The Lost Gardens of Heligan
Heligan, seat of the Tremayne family for more than 400 years, is one of the most mysterious estates in England.
At the end of the nineteenth century its thousand acres were at their zenith, but only a few years later bramble and ivy were already drawing a green veil over this “Sleeping Beauty”.
After decades of neglect, the devastating hurricane of 1990 should have consigned the Lost Gardens of Heligan to a footnote in history.
The discovery of a tiny room, buried under fallen masonry in the corner of one of the walled gardens, was to unlock the secret of their demise. A motto etched into the limestone walls in barely legible pencil still reads “Don’t come here to sleep or slumber” with the names of those who worked there signed under the date – August 1914.
Fired by a magnificent obsession to bring these once glorious gardens back to life in every sense and to tell, for the first time, not tales of lords and ladies but of those “ordinary” people who had made these gardens great, before departing for the Great War.
Heligan have now established a large working team with its own vision for their third decade.

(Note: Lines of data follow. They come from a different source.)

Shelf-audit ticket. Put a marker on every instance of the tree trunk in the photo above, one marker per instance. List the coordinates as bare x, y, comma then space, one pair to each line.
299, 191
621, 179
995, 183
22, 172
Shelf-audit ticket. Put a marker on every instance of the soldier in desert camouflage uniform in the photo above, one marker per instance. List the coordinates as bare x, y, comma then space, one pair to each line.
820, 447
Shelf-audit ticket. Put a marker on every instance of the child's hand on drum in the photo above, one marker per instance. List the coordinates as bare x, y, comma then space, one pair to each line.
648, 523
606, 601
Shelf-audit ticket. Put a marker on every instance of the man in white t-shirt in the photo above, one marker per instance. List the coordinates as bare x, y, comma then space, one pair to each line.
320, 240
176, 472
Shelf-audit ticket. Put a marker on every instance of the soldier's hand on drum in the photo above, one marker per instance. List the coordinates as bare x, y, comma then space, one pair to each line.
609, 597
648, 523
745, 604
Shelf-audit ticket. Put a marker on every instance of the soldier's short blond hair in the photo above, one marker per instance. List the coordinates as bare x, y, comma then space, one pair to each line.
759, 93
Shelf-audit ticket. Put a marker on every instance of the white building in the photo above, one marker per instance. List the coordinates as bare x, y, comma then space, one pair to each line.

The award-winning garden restoration is already internationally acclaimed; but the lease now extends into well over 300 acres of the Wider Estate, leaving the project far from complete.
Heligan intend to remain a living and working example of the best of past practice, offering public access into the heart of what they do.
With a contemporary focus to work with nature, accepting and respecting it and protecting and enhancing the variety of habitats with which the project is endowed, Heligan is a must visit for anyone wanting to see the best this beautiful County has to offer.